Helping Our Heroes

Joe returned from war to find his world turned upside down. His mom passed away and his father moved. His brothers were scattered to the wind and his own struggles ended in homelessness.

Peter was treated for PTSD but still fought to hold down a job. When I met him, he was homeless and really unable to navigate the bureaucracy to find any help.

Jody remembers growing up in an alcoholic family. She confronted violence during her service and now fights the memories of violence in her own family.

The names have been changed in my story but the pain is real.

The veterans I mentioned are all under age forty. Their lives are still ahead of them but forever changed when they answered the call to serve our country.

The former Secretary of the Department of Veterans Affairs testified before a legislative committee about the needs of veterans returning from 10 years at war.  They bring back the challenges of being in combat for three, four or five tours.  Many are at risk for suicide. Some suffer from multiple amputations, PTSD, or traumatic brain injury. Our heroes struggle with unemployment, divorce and homelessness. 

Memorial Day we pay homage to those who died in service to our country. One of the most profound ways we honor those who passed on is to care for those who remain.

Saturday night I spoke with a man who worked in the Department of Military Affairs. Like all state employees I talk with these days, he is afraid. For his future and the future of those he serves. 

The Administration says the deep budget cuts are necessary because the state is broke.  But recent revenue estimates show us the economy is rebounding and state tax collections are improving. Across our district I am holding Town Hall meetings and asking residents how they would allocate the hundreds of millions of dollars now available with the improving economy.

At my recent Town Hall meeting in Black River Falls Linda talked about how critical it is to invest in services for veterans. Even in past budgets, services for veterans - especially homeless veterans - were not adequate. This budget cuts services for homeless veterans, those veterans in need and the personal loan program for veterans.

In the Alternative Budget I wrote I fully pay for these programs. It is the least we can do to serve those who have served us.

This week the Governor will sign a bill making it harder for people to vote. One group affected by this new law is homeless veterans. They will not be able to vote. Neither will veterans without a current, accurate state-issue photo ID that has the exact address of their current home and a picture that reasonably resembles the veteran. A VA ID does not count. This is just not right.

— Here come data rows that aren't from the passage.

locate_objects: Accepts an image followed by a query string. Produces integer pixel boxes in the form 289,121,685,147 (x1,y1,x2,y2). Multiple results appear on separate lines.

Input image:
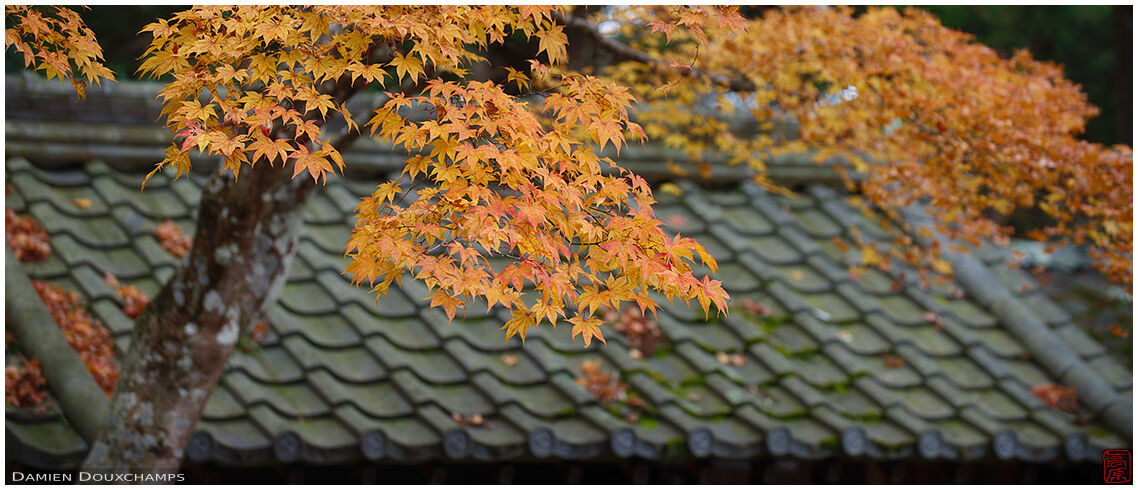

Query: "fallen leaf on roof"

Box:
1110,325,1130,339
3,208,51,261
838,330,854,343
668,215,687,229
451,412,486,427
577,359,628,404
3,356,48,413
154,219,193,258
102,272,150,318
601,307,663,356
884,354,905,369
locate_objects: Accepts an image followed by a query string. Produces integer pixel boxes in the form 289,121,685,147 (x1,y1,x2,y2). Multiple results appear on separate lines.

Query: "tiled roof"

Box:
6,152,1132,467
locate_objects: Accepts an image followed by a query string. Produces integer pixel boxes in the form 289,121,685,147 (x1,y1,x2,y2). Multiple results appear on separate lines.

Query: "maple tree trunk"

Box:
83,163,314,473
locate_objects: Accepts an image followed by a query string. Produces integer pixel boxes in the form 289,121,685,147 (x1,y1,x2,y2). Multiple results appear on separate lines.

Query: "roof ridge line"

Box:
901,205,1133,439
5,247,110,443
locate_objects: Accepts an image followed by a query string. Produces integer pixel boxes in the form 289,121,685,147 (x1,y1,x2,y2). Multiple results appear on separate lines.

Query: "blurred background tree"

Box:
7,6,1133,146
921,6,1133,146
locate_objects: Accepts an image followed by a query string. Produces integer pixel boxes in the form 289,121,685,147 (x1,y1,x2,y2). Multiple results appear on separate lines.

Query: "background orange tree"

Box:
6,6,1132,471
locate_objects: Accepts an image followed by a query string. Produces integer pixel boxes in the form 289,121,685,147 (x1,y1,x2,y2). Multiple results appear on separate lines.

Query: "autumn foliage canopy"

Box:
6,6,1132,344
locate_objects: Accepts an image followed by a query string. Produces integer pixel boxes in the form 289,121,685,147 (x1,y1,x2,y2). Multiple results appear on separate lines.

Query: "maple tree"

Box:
6,6,1132,471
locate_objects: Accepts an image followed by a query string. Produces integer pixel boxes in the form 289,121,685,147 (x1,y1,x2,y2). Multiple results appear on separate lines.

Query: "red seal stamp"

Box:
1103,449,1130,483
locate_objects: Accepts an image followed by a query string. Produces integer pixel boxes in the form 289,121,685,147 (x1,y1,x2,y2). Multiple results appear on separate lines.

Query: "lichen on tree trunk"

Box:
83,163,313,473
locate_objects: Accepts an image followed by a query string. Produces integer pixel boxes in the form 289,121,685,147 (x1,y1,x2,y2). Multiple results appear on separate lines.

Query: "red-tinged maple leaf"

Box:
5,207,51,261
5,356,48,410
429,291,465,321
388,52,423,81
154,219,193,258
246,133,295,164
569,316,608,347
288,144,333,183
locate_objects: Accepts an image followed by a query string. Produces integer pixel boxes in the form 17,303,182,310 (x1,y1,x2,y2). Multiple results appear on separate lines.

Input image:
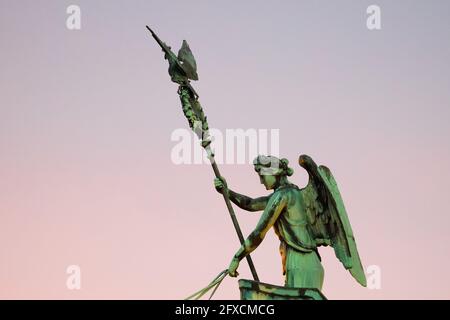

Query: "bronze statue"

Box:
147,27,366,299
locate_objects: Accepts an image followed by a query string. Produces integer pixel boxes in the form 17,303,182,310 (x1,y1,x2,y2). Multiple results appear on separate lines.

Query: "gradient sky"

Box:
0,0,450,299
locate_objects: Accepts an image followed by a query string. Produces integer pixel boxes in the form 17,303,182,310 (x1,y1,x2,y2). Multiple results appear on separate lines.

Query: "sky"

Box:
0,0,450,299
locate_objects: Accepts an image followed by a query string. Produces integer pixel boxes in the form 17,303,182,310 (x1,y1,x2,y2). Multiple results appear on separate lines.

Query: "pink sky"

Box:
0,1,450,299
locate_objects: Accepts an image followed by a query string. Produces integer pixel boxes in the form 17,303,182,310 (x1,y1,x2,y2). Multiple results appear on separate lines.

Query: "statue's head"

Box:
253,155,294,190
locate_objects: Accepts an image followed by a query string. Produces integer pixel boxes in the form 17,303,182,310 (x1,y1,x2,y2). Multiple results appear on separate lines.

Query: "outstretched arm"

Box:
214,178,270,211
228,192,288,276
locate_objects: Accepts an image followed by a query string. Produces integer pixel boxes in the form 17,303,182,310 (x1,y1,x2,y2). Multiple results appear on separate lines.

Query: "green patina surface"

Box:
147,27,366,300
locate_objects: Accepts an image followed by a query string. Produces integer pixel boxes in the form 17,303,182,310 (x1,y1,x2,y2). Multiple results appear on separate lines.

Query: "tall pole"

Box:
146,26,259,282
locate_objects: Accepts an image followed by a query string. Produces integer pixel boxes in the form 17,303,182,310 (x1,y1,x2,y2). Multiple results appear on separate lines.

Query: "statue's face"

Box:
259,174,277,190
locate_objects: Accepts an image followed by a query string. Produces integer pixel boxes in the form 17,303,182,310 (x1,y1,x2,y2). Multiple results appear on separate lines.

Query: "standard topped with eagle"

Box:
147,27,366,300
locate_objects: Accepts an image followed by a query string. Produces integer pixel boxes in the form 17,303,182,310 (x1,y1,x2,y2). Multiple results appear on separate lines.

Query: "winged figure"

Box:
215,155,366,290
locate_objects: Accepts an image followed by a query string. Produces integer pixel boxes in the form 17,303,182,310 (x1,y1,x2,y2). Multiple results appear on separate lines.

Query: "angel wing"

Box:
298,155,366,287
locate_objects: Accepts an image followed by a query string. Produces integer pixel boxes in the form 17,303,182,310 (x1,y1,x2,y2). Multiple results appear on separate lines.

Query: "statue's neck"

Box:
275,176,291,190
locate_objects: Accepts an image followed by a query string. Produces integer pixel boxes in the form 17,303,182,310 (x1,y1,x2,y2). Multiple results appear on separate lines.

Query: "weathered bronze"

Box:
147,27,366,300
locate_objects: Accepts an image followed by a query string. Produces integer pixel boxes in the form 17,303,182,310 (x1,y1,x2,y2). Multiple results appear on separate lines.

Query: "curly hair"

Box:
253,155,294,176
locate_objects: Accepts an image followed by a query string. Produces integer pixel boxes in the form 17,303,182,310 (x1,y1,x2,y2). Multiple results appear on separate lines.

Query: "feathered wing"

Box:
299,155,366,286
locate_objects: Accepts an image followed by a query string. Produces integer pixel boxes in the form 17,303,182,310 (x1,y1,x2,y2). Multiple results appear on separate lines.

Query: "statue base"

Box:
239,279,327,300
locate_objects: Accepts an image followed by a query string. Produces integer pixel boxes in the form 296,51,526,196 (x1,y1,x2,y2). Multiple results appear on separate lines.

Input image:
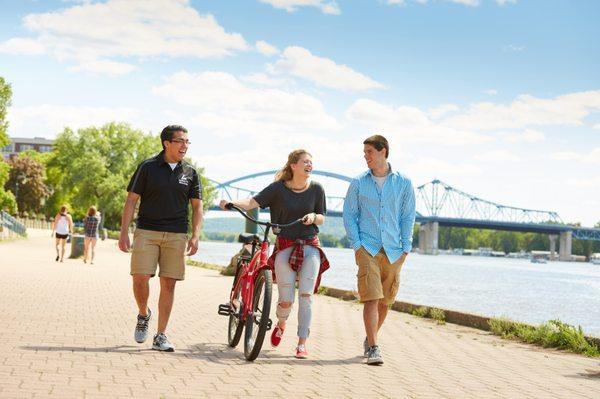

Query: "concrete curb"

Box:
319,286,600,348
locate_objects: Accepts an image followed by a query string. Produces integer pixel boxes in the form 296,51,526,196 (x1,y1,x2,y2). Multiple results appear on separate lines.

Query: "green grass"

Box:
412,306,429,317
489,318,600,357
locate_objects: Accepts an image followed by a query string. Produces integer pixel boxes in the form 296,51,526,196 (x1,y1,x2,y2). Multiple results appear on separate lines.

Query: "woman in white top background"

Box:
52,205,73,262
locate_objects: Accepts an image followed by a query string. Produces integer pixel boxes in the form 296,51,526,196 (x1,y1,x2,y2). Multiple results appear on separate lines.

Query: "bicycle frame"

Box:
223,204,302,322
229,240,269,320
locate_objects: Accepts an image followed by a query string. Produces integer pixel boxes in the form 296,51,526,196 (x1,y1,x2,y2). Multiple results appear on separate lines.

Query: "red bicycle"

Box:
218,203,303,361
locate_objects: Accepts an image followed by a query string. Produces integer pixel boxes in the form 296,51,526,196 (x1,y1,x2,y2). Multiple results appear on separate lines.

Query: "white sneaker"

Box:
152,333,175,352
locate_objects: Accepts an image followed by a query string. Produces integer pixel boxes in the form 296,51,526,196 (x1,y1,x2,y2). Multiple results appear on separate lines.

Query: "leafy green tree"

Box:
0,159,17,214
47,123,216,229
0,76,17,213
0,76,12,147
47,123,161,227
5,156,50,213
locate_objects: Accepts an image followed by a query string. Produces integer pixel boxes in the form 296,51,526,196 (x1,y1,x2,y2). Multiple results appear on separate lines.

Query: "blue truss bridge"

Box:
209,170,600,260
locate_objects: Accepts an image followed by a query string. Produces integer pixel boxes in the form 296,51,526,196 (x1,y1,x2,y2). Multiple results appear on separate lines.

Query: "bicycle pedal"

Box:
218,303,231,316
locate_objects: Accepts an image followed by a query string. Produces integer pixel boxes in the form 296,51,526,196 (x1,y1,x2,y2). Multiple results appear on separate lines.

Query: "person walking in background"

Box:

Urban residents and seniors are far less likely to have a current, accurate photo ID. The numbers are staggering. Roughly half of all African American and Hispanic citizens and over a quarter of seniors do not have a current, accurate photo ID. While much discussion of the soon to be Voter Restriction Law focused on seniors, not much has been made of the effect on veterans - those who fought to defend our rights and the rights of those abroad.

Remember the purple thumbs of those who voted in Iraq? The men and women who risked their lives to defend the right of Iraqi citizens to vote should not return to hassles when they exercise their own right to cast a ballot.

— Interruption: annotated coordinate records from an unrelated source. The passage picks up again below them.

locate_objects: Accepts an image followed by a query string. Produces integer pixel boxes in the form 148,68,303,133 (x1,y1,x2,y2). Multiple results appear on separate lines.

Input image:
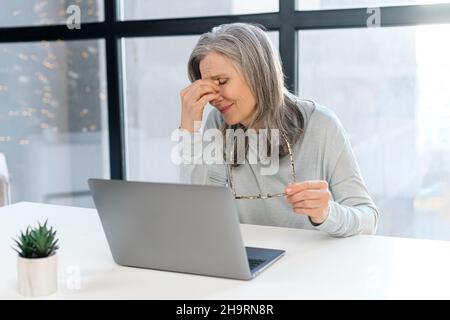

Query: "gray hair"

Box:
188,23,304,163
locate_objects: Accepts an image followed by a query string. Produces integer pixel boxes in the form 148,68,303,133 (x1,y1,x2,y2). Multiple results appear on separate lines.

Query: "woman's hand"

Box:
286,180,331,224
180,79,220,132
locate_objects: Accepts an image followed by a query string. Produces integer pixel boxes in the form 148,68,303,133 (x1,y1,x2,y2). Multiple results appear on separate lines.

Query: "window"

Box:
0,0,103,27
122,0,279,20
296,0,449,10
0,0,450,239
298,25,450,240
0,40,109,206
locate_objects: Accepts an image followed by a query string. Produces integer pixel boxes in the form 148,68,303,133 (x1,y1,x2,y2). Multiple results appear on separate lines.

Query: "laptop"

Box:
88,179,285,280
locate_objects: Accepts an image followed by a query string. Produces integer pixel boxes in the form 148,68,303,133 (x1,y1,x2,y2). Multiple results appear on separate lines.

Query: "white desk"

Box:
0,202,450,299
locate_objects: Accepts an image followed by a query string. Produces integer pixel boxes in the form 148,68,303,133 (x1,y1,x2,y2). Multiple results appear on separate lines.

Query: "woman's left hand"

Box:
286,180,331,224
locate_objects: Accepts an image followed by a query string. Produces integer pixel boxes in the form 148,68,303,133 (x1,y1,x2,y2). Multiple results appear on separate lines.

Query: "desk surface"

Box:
0,202,450,299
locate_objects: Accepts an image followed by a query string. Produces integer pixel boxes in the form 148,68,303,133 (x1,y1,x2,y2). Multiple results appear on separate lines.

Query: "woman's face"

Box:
199,52,256,126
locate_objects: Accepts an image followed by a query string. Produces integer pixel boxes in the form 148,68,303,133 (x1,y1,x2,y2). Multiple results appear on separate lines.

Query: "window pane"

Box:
125,32,278,182
122,0,278,20
296,0,450,10
0,0,104,27
299,25,450,240
0,40,109,206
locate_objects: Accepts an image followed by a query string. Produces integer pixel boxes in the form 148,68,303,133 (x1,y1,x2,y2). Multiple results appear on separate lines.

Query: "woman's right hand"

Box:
180,79,220,132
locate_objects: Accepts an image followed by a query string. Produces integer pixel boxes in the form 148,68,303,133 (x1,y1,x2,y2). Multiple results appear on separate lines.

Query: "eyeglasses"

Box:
228,133,296,200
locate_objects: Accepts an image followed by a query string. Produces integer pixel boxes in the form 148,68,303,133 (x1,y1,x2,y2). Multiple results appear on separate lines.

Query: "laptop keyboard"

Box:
248,259,266,270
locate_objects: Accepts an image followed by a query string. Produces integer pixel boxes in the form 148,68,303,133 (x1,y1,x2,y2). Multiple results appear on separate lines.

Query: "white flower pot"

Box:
17,253,58,297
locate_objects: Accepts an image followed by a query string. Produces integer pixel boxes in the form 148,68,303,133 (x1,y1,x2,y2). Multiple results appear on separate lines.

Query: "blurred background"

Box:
0,0,450,240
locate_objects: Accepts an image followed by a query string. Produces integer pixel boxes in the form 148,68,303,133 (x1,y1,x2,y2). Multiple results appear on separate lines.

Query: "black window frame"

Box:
0,0,450,179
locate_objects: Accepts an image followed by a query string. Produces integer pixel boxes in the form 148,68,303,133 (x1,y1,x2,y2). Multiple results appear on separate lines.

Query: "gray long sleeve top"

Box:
181,100,379,237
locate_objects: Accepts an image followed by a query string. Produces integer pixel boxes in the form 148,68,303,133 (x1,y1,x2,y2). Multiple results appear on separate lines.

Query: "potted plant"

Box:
13,221,59,297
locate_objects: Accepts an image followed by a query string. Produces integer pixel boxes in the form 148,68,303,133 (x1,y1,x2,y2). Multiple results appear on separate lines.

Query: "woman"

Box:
180,23,378,237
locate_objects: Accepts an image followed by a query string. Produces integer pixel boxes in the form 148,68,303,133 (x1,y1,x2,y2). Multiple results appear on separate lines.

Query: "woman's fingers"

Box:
286,180,328,195
286,189,326,203
292,199,326,209
199,93,220,105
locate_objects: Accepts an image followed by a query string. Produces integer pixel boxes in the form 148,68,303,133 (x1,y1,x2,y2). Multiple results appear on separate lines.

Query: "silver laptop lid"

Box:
89,179,252,279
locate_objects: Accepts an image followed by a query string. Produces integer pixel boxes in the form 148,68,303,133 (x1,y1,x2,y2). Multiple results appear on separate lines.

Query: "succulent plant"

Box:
13,221,59,259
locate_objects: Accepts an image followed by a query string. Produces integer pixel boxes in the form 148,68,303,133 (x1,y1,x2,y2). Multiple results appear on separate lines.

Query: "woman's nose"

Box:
211,96,223,106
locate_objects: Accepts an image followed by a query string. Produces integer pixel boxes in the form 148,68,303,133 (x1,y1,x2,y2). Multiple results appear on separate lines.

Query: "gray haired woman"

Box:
180,23,378,237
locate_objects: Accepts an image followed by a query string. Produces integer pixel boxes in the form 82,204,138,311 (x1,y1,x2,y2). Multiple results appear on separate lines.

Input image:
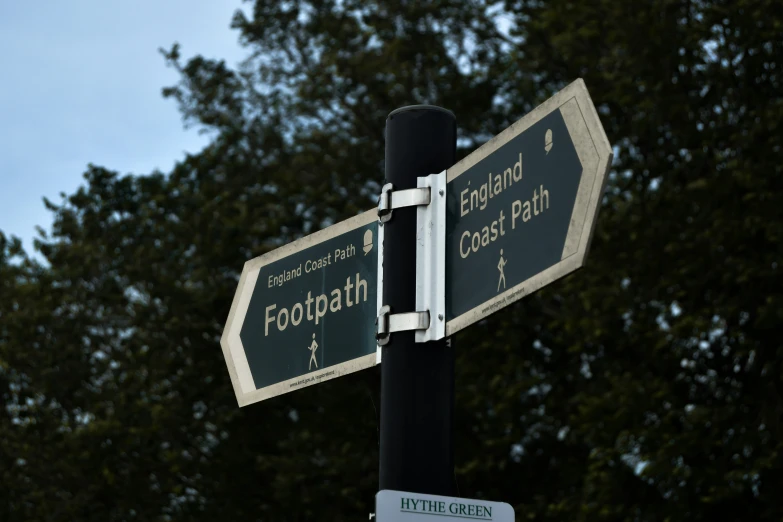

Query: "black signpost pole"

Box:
379,105,457,495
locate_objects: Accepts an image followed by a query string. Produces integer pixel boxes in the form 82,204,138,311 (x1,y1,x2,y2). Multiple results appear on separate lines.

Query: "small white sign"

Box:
375,489,514,522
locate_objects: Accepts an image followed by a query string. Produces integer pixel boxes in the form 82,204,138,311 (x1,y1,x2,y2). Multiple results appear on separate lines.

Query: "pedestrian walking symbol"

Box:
307,334,318,371
498,248,507,292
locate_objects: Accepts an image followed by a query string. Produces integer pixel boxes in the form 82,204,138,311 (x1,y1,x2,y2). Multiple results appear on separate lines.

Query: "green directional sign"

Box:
221,210,379,406
446,80,612,335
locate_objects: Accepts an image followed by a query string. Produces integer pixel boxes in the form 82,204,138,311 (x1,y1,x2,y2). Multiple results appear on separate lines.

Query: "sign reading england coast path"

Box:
220,210,379,406
446,79,612,336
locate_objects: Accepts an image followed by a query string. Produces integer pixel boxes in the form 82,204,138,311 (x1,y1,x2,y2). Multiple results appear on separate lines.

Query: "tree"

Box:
0,0,783,521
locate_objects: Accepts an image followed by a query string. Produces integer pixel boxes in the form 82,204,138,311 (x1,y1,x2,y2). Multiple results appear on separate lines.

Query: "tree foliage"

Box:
0,0,783,521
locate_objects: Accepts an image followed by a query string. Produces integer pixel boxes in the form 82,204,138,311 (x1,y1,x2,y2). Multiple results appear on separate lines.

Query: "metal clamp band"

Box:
378,183,430,223
375,305,430,346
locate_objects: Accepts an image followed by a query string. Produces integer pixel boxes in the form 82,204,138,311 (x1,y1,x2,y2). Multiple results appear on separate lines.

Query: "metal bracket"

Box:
416,170,446,343
375,305,431,346
378,182,430,223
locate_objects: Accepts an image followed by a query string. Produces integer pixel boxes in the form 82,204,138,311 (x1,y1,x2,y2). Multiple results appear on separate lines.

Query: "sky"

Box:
0,0,245,252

Yet this is exactly what will happen for the men and women who do not have a state-issued photo ID or passport or tribal ID that resembles them and shows their current name as it appears on the voting list and their current address.

Wisconsin is about to become the state with the strictest photo ID law for voting. At the same time we honor those who served and passed on, let us also honor those who served and live among us. Helping them exercise the rights veterans fought to defend would be a good start.